Thursday, April 30, 2009

Tea at the beach this morning


The Tyrrhenian today is the colour I have always mentally associated with the Med: blue-y-green-ey. And warm. Time to swim this weekend.

I'm looking for a new flat in Santa Mar for me and Winnie, but can't get on in estate agents' offices without a translator. So some kind friends came out to help. We saw three places, all quite nice and reasonable.

Then we went to the beach and wandered about and took tea at the beach cafe after.



Christopher and Fr. Brendan
deep in conversation about...something related to the bible, or something.
I don't know, really.


Wasn't paying much attention for some reason.


I think it is a pelican. It was quite far off and even the very good digital zoom on my camera wasn't quite able to make it out. But it looks pretty pellicanish to me.


Found one place that I really hope I can get. It's a little more expensive than the one I'm in, and quite a bit smaller, but the real draw is the garden. Kicking myself for not having taken some pics, (sorry) but it is lovely. A garden enclosed. With one of those brick and adobe barbeques.

The thing with rentals in Santa Mar. is that it is a resort town. In the summer, since time immemorial, Romans have got out of Dodge for the months of July and August, (and probably most of June) to take literally to the hills. So, the flats, of which there is an increasing number every year, are rented out cheap to students, giornalistas and other lowlifes during the "winter". At the end of May, all the students get kicked out and the flats, which are all minimally furnished, are re-rented for the summer to rich Romans who want to get away from the traffic, the noise, the heat and the tourists. They flock here and pay through the nose. The flat I'm in now will probably be rented for €2000 or €2400.

The trouble is, this pattern is so lucrative that there are very few tutto l'anno appartamenti for rent in town. And even fewer starting from June.

But I got lucky today...I hope. It's a little out of the way, and that means rather far from the beach and the train station, but that's in European terms. It means there will be a 20 minute walk to the trains instead of a three minute walk. Small price to pay for ground to dig in, a terrace and a potting shed.
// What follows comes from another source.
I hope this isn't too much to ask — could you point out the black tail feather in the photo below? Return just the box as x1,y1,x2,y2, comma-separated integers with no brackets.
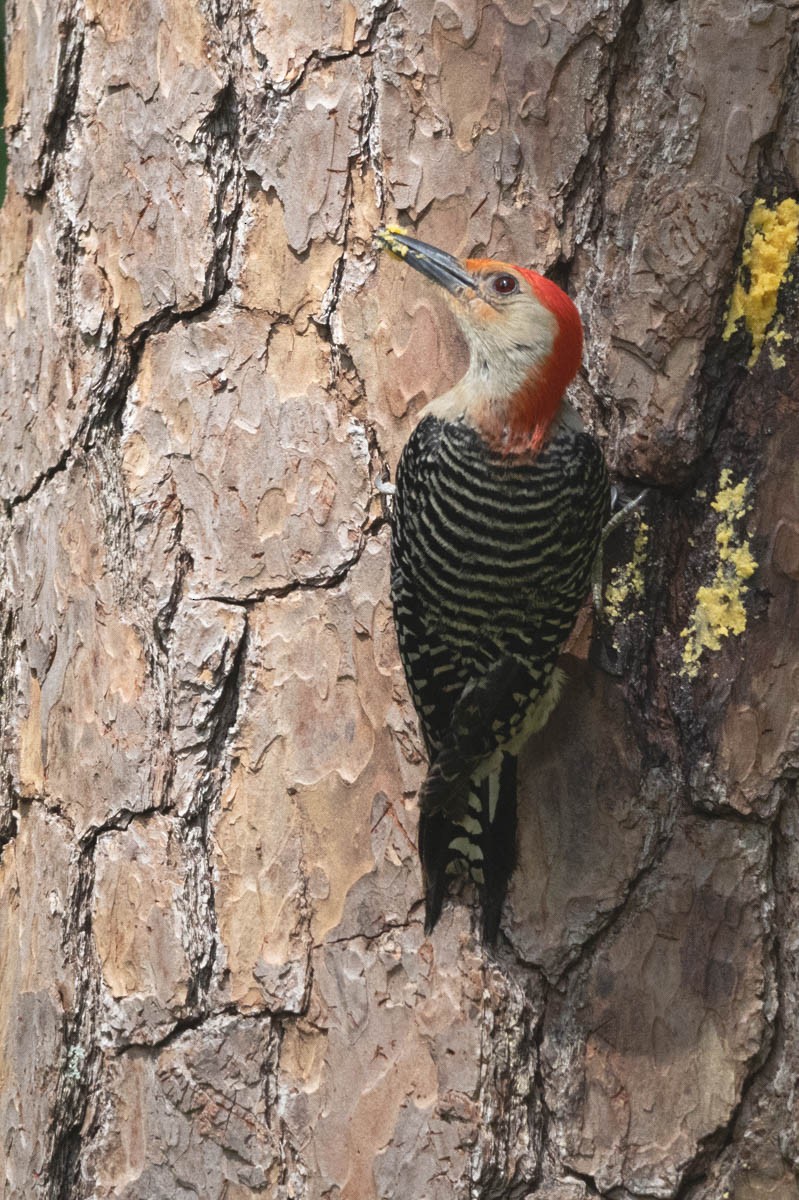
419,755,516,946
481,754,516,946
I've asked St. Philip for his help and he has never let me down. (Although it is to be admitted that with Philip, it is a dangerous thing to ask him for things. You always get something good, usually much better than you expected, but with the joker saint, you know it's going to be something very very odd.)


* ~ * ~ *


One more flower pic:

What is this

very lowly, humble little way-side flower called?


Want a hint?

We seek him here, we seek him there,
Those Frenchies seek him everywhere.
Is he in heaven?—Is he in hell?
That demmed, elusive...



Scarlet Pimpernel.

So, now you know.

8 comments:

Anonymous said...

Hortus conclusus, eh?

Jennifer Smith said...

Oh, wow! All these Italy pics you post (and PLEASE keep posting them!) are making me want to visit Italy! See if you can't get a side job with the Italian Tourist Bureau ---you're doing such a good job already!

Anonymous said...

That is not a pelican.

Anonymous said...

€2000 or €2400 for a flat? How many rooms?? How much does the average 1 Bedroom or Studio flat go for in Santa Marinella??

HJW said...

Anon (s),

An ancient rule of this blog is that one has to leave a name. Moreover, the name must not be obviously false. If you don't want to announce your identity, it is sufficient to choose a plausible pseudonym, such as 'George' or "Mary".

Anon 2:59, is it not? Any idea what it might be? It was a great deal too big to be a cormorant.

bernadette said...

Swimming ? er... Hilary have you not heard of the important Irish saying: "He who swims in May will be feeding the clay" ?

No, clearly not.

Go ahead. Leave me the funeral plans. I'll make sure there are no guitars.

Maureen said...

Blink.

That orange plant that grows all over the place -- is a scarlet pimpernel? We've always had them around, and _they_ are scarlet pimpernels?

(Insert Regency swearwords here.)

Jeff said...

It DOES look like a cormorant...

But it's too big?

My general rule when faced with a size problem like that is just to insert the word "giant" or "great" in front of the species name. If you pull a serious face, it sometimes comes off:

"Ah, it's a sparrow..."
"Oh, no, that's the size of a robin...can't be a sparrow..."
"Ahhhh, but it's an Eastern GREAT Sparrow..."

[Interlocutor stares at the bird like stout Cortez with a wild surmise... 'Huh!']

I think we can all settle on "Giant Adriatic Cormorant".